Posted: Apr 20, 2019 4:39 am
by Spearthrower
Let's bring some actual substance to this thread by raising the explanations of people who have actually thought deeply about culture, who have actually engaged in the multi-generational discussion on what it constitutes, and who aren't just trying to shout loud LOOK AT ME!

Culture consists of patterns, explicit and implicit, of and for behaviour acquired and transmitted by symbols, constituting the distinctive achievements of human groups, including their embodiment in artifacts; the essential core of culture consists of traditional (i.e. historically derived and selected) ideas and especially their attached values; culture systems may, on the one hand, be considered as products of action, on the other, as conditional elements of future action.
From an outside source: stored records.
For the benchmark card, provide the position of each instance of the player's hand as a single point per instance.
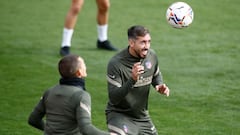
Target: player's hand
(163, 89)
(137, 70)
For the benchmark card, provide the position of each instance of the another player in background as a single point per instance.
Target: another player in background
(130, 74)
(67, 106)
(102, 25)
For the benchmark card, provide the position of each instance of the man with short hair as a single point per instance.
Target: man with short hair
(67, 106)
(130, 74)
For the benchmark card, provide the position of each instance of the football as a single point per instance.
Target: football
(179, 15)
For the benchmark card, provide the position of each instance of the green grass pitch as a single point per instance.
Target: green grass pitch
(200, 64)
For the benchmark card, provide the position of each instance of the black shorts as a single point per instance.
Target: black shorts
(124, 125)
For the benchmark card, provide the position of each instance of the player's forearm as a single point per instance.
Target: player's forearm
(116, 94)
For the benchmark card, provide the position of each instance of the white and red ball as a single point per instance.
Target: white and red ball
(179, 15)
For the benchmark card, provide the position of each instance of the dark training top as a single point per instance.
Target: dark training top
(125, 95)
(67, 108)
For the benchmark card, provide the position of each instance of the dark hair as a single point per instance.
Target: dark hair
(68, 66)
(136, 31)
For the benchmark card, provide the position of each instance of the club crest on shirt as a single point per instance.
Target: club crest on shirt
(148, 64)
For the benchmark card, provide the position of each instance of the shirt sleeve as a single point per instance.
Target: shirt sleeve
(83, 115)
(157, 76)
(36, 117)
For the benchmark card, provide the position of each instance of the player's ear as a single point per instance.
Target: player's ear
(131, 42)
(79, 73)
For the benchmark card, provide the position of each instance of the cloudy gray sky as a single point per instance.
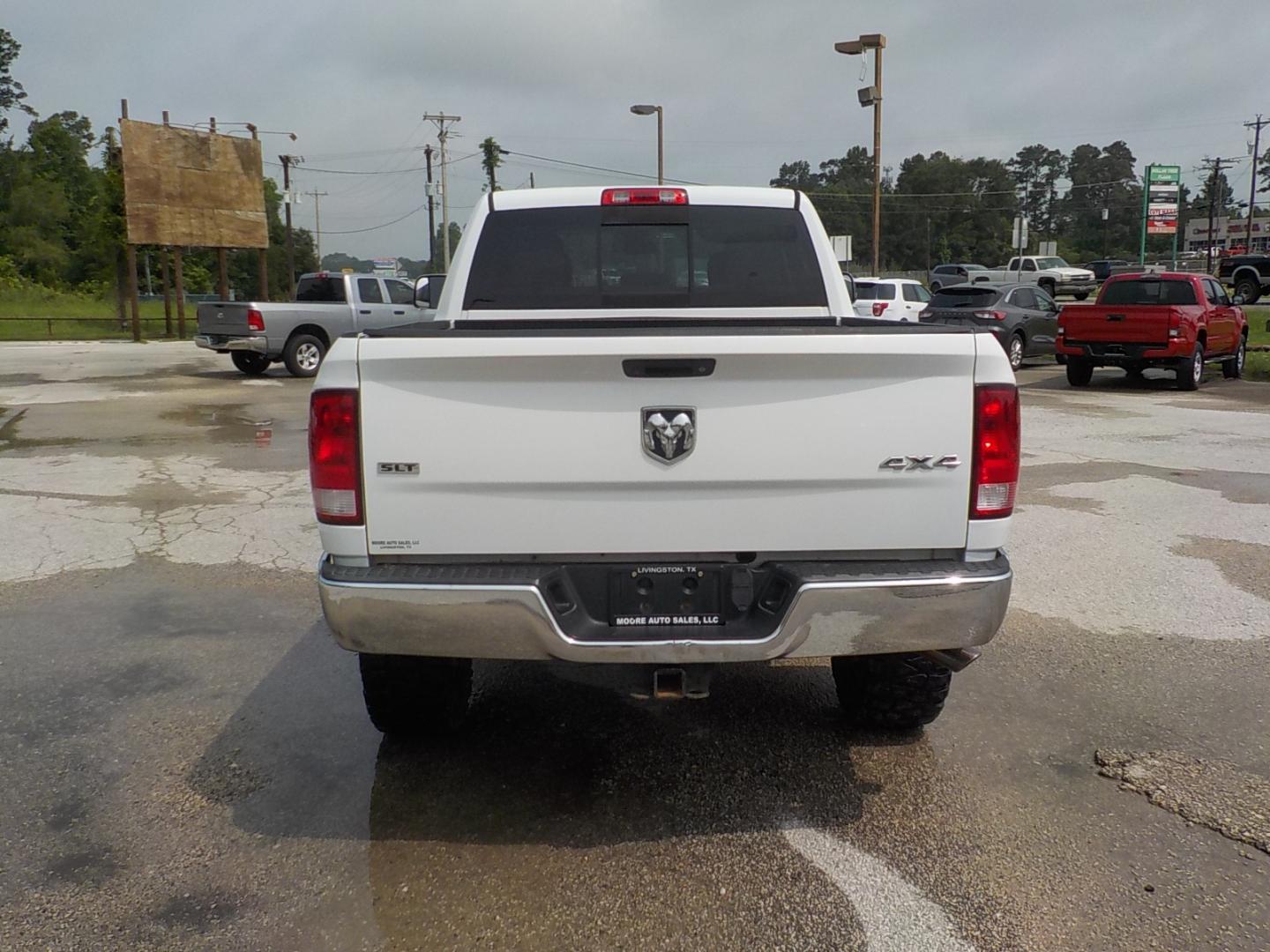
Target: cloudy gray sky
(746, 84)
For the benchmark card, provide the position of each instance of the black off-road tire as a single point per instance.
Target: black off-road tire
(1079, 372)
(1232, 367)
(1191, 369)
(891, 692)
(303, 354)
(1249, 288)
(250, 365)
(415, 697)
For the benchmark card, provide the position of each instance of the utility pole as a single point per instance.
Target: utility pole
(1252, 188)
(442, 123)
(871, 95)
(288, 161)
(432, 211)
(1215, 167)
(317, 196)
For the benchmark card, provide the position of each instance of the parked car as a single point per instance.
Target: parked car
(1050, 273)
(1024, 319)
(1249, 276)
(1174, 320)
(944, 274)
(257, 334)
(892, 299)
(1105, 267)
(620, 475)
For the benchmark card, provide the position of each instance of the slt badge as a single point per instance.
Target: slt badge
(669, 432)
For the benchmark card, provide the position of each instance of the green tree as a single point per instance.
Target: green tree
(492, 156)
(1038, 169)
(1102, 178)
(947, 208)
(796, 175)
(11, 94)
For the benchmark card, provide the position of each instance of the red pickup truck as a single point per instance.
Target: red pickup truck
(1172, 320)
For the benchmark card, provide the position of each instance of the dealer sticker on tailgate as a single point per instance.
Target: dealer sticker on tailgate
(661, 596)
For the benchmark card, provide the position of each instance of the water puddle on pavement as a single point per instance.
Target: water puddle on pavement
(227, 424)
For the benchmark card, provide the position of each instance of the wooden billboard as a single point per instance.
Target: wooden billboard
(192, 190)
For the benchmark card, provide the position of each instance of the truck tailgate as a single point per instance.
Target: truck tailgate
(222, 317)
(534, 444)
(1119, 324)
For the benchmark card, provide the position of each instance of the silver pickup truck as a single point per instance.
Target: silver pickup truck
(300, 333)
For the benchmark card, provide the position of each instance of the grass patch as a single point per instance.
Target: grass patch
(55, 315)
(1258, 317)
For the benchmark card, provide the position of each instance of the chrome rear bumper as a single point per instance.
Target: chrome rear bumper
(840, 608)
(224, 342)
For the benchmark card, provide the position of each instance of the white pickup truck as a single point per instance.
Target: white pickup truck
(1052, 274)
(646, 430)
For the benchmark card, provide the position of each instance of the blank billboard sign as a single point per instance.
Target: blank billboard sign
(192, 188)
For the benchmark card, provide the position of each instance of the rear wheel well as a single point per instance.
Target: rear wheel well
(315, 331)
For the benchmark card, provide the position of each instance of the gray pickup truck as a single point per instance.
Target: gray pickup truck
(258, 334)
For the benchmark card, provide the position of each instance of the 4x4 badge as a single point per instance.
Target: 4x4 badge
(669, 432)
(907, 464)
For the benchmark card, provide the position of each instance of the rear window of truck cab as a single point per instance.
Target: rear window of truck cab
(1148, 291)
(644, 258)
(320, 288)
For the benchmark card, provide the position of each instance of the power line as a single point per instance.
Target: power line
(376, 227)
(596, 167)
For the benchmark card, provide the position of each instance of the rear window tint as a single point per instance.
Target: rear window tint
(320, 290)
(875, 292)
(963, 297)
(644, 257)
(1148, 292)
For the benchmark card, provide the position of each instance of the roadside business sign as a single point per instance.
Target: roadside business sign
(1160, 193)
(1162, 188)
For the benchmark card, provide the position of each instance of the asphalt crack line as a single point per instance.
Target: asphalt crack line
(895, 915)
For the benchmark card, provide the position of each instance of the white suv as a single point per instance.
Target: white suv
(891, 299)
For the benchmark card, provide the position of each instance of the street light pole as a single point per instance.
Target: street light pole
(661, 152)
(871, 95)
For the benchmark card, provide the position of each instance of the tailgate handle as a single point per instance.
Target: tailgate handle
(661, 367)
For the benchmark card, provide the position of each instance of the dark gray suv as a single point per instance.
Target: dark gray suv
(1022, 317)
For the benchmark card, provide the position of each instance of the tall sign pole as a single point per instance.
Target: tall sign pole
(432, 211)
(1160, 201)
(1252, 188)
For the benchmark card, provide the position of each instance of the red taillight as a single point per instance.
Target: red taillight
(334, 460)
(644, 196)
(995, 472)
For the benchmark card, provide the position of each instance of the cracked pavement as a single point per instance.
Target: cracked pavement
(195, 770)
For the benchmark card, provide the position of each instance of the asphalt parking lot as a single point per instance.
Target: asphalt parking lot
(188, 766)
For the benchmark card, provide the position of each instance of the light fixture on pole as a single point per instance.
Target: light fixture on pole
(649, 111)
(871, 95)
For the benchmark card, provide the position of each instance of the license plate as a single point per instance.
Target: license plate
(664, 596)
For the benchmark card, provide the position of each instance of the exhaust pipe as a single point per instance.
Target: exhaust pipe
(955, 659)
(669, 683)
(677, 683)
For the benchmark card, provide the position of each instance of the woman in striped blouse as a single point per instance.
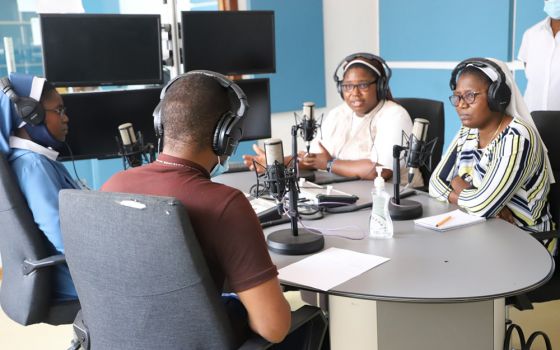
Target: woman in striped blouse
(497, 165)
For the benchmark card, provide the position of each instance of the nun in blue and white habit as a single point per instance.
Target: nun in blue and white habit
(31, 149)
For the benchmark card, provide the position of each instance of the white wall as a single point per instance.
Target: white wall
(349, 26)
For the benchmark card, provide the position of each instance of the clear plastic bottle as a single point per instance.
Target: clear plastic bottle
(380, 223)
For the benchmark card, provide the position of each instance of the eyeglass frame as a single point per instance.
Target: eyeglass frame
(60, 110)
(363, 87)
(462, 97)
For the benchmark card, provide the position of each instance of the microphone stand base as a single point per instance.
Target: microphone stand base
(406, 210)
(286, 243)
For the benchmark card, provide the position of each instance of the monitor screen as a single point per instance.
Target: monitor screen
(257, 122)
(229, 42)
(95, 117)
(101, 49)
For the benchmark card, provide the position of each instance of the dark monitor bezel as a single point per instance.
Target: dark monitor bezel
(268, 133)
(231, 71)
(113, 129)
(98, 82)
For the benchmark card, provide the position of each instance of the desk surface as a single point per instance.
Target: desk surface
(490, 260)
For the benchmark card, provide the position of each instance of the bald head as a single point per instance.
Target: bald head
(192, 107)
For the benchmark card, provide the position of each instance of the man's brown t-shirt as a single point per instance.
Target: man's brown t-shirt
(225, 224)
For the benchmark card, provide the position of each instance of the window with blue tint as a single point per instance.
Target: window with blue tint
(300, 58)
(445, 30)
(528, 13)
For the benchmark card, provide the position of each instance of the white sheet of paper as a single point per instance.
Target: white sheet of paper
(329, 268)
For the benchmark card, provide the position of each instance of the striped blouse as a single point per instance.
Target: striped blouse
(510, 172)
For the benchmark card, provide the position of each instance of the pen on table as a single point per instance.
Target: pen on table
(444, 220)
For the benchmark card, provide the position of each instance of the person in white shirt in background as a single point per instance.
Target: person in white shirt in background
(540, 53)
(360, 133)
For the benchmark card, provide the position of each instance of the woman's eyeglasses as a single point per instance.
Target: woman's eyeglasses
(60, 110)
(361, 86)
(469, 97)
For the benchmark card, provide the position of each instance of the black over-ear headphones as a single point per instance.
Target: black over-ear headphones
(499, 93)
(382, 81)
(28, 109)
(229, 130)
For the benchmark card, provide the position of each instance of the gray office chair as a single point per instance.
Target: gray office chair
(548, 124)
(143, 281)
(27, 260)
(433, 111)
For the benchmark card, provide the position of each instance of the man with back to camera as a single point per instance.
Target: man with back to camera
(32, 148)
(540, 52)
(195, 106)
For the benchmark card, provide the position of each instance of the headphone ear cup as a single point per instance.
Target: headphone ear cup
(499, 96)
(217, 139)
(226, 135)
(30, 111)
(381, 88)
(339, 88)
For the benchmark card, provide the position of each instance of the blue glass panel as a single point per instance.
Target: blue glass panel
(428, 83)
(529, 13)
(445, 30)
(101, 6)
(300, 64)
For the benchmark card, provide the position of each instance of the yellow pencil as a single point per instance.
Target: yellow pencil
(443, 221)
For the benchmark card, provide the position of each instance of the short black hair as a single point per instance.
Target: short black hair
(374, 63)
(192, 107)
(472, 70)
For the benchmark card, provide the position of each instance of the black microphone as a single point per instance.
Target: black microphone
(308, 124)
(132, 149)
(275, 169)
(416, 146)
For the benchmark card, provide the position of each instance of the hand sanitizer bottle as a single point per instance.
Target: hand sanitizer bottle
(380, 224)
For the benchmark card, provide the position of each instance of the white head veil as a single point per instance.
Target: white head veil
(517, 107)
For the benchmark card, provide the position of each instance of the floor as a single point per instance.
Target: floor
(545, 317)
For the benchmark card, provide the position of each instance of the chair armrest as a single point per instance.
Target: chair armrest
(32, 265)
(306, 316)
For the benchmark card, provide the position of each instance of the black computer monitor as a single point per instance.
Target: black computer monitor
(95, 117)
(229, 42)
(101, 49)
(257, 122)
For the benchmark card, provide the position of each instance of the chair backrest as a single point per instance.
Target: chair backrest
(26, 299)
(139, 272)
(548, 124)
(433, 111)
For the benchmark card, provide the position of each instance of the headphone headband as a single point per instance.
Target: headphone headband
(499, 93)
(28, 109)
(477, 62)
(382, 82)
(228, 131)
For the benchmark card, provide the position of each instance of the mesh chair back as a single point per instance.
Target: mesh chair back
(548, 124)
(431, 110)
(139, 272)
(24, 298)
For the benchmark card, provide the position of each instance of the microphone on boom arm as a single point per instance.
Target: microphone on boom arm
(308, 124)
(281, 180)
(131, 147)
(418, 154)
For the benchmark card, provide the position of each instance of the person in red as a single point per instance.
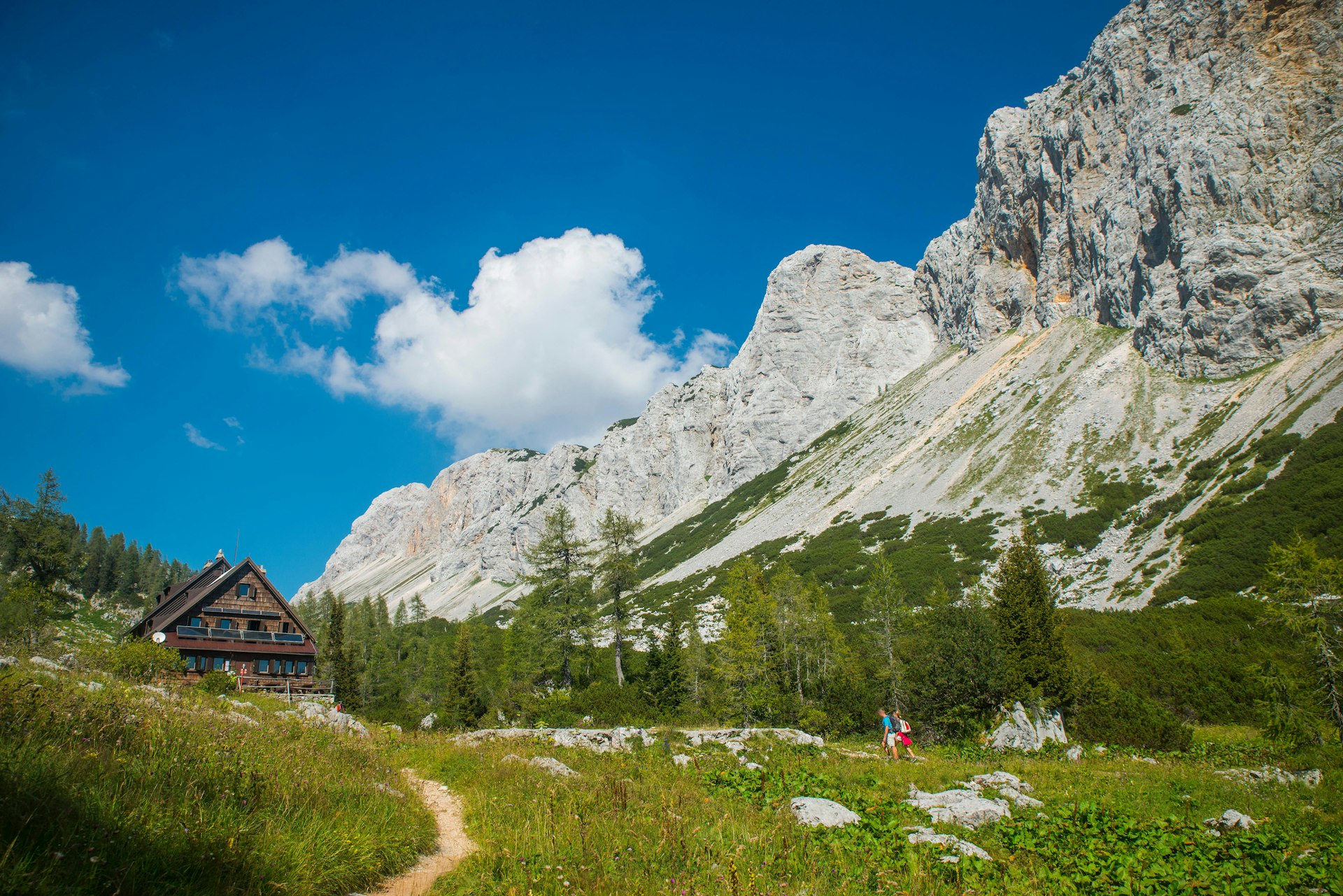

Kroeber and Kluckhohn, 1952

Culture is a fuzzy set of basic assumptions and values, orientations to life, beliefs, policies, procedures and behavioural conventions that are shared by a group of people, and that influence (but do not determine) each member’s behaviour and his/her interpretations of the ‘meaning’ of other people’s behaviour.

Spencer-Oatey, 2008

Culture consists of the derivatives of experience, more or less organized, learned or created by the individuals of a population, including those images or encodements and their interpretations (meanings) transmitted from past generations, from contemporaries, or formed by individuals themselves.

Schwartz, 1992

... culture is a derivative of individual experience, something learned or created by individuals themselves or passed on to them socially by contemporaries or ancestors... such a conception of culture differs from ones that have dominated thinking in much of the social sciences, especially in international relations and conflict resolution. For one thing, in this concept, culture is seen as something much less stable or homogenous than in the concepts proposed by others. Our idea of culture focuses less on patterning and more on social and cognitive processing than older ideas of culture do. For another, by linking culture to individuals and emphasizing the number and diversity of social and experiential settings that individuals encounter, we expand the scope of reference of culture to encompass not just quasi-or pseudo-kinship groups (tribe, ethnic group, and nation arethe usual ones) but also groupings that derive from profession, occupation, class, religion, or region. This reorientation supports the idea that individuals reflect or embody multiple cultures and that “culture” is always psychologically and socially distributed in a group. Compared with the older approach, which connected a singular, coherent, and integrated culture to unproblematically defined social groups, this approach makes the idea of culture more complicated. Such complication is necessary, because the world of social action, including conflict and its resolution, is a complex one, and we need a different concept to capture it.